Modern Art 4

INTERPRETIVE, EXPRESSIVE, REBELLIOUS–FASCINATING BY ANY DEFINITION

What is modern art? If asked prior to writing this story, I might have described it as a form of art that is experimental and/or abstract, and I would have gotten that part right—but that’s just the tip of the proverbial iceberg.

I asked Robert Bailey, assistant professor of art history in the University of Oklahoma School of Visual Arts, for a definition of modern art, and he provided the following, more detailed and historically oriented definition:

“Defining modern art is extremely challenging, but one common way to do so is to call it the art of modernity, a historical period that valued progress, innovation, change and newness. Modernity begins with the political and economic revolutions of the 18th century (specifically the French Revolution and the industrial revolution) that emerge from Enlightenment philosophy, and it comes to a rather catastrophic end as its guiding principles—reason, freedom, individualism, nationalism, etc.—find themselves helplessly unable to stave off the horrors of World War II (namely, the Holocaust and the atomic bomb). So modern art would then be art that shares modernity’s values, and it disappears with modernity, yielding to contemporary art after the middle of the last century.”

According to Bailey, attempts to date the art movement’s beginnings have met with mixed results.

“Scholars debate this, but a safe answer is the mid-19th century, and the key players would be Édouard Manet and the Impressionists,” he said. “A more complex answer would be to say that there is no one modern art movement, but a variety of modernisms that emerge at various times in different places the world over, so the key players would number in the hundreds or thousands.”

So, then, do art historians have any ideas on what societal or other factors may have gone into the development of modern art in all its varied forms?

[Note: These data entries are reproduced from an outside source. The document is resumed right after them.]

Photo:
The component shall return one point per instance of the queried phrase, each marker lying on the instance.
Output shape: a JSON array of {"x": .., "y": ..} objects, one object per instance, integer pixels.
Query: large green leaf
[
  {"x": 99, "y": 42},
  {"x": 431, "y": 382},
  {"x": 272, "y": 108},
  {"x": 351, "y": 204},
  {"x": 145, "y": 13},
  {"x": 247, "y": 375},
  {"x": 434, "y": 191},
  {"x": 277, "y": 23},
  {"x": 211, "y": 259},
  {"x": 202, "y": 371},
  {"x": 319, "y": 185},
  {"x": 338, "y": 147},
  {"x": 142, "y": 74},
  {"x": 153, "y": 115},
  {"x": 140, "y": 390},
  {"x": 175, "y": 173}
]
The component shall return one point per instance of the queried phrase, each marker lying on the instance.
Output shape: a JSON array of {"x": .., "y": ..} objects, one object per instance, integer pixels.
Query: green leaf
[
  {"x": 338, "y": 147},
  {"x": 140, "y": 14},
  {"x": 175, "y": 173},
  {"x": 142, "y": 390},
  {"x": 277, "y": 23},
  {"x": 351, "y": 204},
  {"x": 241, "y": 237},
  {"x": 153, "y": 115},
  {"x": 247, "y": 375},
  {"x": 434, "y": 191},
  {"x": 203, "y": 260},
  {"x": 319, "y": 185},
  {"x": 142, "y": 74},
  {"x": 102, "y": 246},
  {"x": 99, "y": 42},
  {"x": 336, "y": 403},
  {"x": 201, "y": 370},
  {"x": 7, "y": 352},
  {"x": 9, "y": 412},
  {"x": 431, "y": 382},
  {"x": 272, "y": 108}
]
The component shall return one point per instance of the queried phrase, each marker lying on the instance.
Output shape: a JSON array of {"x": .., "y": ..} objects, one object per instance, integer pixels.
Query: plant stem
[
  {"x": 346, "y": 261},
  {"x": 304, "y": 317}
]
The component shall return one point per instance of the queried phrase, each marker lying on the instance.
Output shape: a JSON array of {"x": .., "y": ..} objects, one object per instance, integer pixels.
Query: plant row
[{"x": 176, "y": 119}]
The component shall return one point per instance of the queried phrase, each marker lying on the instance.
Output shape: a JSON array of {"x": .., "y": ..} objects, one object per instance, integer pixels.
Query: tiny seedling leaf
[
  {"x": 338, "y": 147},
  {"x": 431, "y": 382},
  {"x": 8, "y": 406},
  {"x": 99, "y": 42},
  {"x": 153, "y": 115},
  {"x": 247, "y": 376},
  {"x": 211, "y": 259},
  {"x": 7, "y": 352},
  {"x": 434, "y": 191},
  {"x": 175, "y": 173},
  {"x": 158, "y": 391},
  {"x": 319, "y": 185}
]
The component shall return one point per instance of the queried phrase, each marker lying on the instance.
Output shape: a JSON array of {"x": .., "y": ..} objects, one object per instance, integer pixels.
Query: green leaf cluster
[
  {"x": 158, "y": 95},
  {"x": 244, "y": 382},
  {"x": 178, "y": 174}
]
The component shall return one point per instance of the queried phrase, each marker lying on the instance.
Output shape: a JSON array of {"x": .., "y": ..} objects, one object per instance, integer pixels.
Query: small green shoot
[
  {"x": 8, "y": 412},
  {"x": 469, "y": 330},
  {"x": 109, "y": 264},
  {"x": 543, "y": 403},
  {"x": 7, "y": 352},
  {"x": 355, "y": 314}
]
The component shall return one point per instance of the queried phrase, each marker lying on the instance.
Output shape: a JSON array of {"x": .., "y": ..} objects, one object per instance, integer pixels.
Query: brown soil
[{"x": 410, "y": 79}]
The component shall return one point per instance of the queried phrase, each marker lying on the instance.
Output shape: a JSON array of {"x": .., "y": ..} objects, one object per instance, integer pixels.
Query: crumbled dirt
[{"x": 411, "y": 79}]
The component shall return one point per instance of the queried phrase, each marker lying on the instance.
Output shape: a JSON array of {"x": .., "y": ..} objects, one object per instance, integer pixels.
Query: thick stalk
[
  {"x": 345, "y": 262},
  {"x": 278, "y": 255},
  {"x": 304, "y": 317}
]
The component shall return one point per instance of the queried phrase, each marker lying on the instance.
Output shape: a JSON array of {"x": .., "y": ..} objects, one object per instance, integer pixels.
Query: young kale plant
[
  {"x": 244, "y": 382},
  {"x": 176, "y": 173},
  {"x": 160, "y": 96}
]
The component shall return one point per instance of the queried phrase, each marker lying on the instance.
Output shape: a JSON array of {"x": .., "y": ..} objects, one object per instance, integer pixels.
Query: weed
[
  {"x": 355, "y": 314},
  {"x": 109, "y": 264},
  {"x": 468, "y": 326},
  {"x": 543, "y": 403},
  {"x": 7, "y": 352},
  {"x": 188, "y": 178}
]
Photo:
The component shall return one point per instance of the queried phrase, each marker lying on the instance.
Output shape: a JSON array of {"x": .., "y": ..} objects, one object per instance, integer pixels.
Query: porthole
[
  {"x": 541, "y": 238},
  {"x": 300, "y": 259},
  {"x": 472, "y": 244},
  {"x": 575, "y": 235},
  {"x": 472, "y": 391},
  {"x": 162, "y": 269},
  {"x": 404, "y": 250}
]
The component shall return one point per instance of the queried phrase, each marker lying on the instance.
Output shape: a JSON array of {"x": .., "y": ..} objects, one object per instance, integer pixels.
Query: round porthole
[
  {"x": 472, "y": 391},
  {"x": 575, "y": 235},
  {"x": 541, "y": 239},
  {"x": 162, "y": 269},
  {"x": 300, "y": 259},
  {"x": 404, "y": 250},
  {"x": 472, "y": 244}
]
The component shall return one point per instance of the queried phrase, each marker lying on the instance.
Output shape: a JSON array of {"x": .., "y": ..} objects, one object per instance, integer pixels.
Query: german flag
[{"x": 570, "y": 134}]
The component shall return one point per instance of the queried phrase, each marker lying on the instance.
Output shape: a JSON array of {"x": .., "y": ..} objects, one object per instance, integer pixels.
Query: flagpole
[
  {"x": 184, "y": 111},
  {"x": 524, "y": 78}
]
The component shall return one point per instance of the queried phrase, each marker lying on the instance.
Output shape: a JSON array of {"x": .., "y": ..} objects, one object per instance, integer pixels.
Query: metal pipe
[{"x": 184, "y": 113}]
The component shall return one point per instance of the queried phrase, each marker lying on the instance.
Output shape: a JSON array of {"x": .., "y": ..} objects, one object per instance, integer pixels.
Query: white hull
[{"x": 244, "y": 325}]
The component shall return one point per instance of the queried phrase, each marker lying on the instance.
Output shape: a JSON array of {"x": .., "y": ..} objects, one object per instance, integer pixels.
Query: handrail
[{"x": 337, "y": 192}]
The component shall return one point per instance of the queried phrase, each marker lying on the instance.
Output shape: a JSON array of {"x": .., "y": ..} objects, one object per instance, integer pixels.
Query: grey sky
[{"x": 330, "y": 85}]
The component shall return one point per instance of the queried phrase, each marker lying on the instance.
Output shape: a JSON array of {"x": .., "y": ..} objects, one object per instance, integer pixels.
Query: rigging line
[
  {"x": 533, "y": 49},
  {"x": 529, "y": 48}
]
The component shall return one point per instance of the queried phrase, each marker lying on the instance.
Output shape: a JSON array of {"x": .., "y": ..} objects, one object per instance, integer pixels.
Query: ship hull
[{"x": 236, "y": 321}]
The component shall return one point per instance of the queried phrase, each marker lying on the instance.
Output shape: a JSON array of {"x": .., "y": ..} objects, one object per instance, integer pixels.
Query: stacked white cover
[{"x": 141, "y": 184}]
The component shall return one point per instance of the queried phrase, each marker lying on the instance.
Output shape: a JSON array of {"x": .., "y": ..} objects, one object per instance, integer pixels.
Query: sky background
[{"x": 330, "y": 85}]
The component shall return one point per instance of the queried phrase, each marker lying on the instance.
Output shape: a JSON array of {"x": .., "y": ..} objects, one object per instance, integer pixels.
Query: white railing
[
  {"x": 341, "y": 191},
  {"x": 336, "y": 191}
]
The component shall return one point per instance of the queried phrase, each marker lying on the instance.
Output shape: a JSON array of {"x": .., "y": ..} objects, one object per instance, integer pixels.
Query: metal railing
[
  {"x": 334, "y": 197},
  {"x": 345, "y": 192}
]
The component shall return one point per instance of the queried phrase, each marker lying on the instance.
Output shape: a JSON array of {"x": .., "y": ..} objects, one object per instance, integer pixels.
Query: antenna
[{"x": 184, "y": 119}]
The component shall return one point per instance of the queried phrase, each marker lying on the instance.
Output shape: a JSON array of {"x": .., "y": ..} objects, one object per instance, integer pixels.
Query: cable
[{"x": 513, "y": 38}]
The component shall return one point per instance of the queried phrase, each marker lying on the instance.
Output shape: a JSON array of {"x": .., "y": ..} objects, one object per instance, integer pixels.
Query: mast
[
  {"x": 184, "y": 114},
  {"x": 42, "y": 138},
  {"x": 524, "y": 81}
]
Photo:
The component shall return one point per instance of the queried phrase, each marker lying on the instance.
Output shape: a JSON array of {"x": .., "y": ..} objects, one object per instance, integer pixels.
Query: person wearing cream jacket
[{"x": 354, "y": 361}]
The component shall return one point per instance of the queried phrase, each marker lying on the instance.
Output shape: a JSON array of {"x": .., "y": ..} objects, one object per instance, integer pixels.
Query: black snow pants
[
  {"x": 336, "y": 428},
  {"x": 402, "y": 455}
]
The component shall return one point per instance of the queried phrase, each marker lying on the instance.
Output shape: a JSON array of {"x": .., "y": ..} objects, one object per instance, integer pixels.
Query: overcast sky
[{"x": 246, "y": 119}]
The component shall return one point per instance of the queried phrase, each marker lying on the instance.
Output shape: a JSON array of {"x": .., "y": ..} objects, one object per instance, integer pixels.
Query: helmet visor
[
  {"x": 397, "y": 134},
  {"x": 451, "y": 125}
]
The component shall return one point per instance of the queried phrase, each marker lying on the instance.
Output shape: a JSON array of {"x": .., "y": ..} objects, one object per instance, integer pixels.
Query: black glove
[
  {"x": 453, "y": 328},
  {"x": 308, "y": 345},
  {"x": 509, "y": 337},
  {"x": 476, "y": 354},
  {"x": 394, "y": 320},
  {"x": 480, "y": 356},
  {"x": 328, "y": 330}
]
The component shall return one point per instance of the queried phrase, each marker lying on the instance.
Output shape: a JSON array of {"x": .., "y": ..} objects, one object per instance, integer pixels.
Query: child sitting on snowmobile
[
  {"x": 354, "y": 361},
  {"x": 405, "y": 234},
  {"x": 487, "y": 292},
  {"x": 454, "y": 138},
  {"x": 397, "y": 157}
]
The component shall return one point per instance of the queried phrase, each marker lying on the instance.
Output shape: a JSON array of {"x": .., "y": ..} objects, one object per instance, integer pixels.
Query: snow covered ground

Again, no one simple answer. Says Bailey, “Colonialism, the Enlightenment, secularization, revolution, capitalism, industrialization, urbanization, socialism, and anarchism are a few of the big ones.”

Though Bailey declines to select a “top-five” list of modern art masters, quipping that “art history isn’t that neat and tidy,” a quick internet search on modern art comes up with some names of several renowned modern artists–among them Pablo Picasso, Henri Matisse, Salvador Dali, Paul Klee, Jackson Pollock and Andy Warhol. Bailey did, however, offer up the names of some of this state’s most important modern artists: The Kiowa Six, Allan Houser and Leon Polk Smith.

Want to learn more? There’s a wealth of information available on the internet and in books, but a more fun approach would be to visit area museums and art galleries that feature modern art (among other genres). In Cleveland County, your first stop should be the Fred Jones Jr. Museum of Art (see sidebar). You’ll also want to take a drive north to check out the modern art collections held by the Oklahoma City Museum of Art.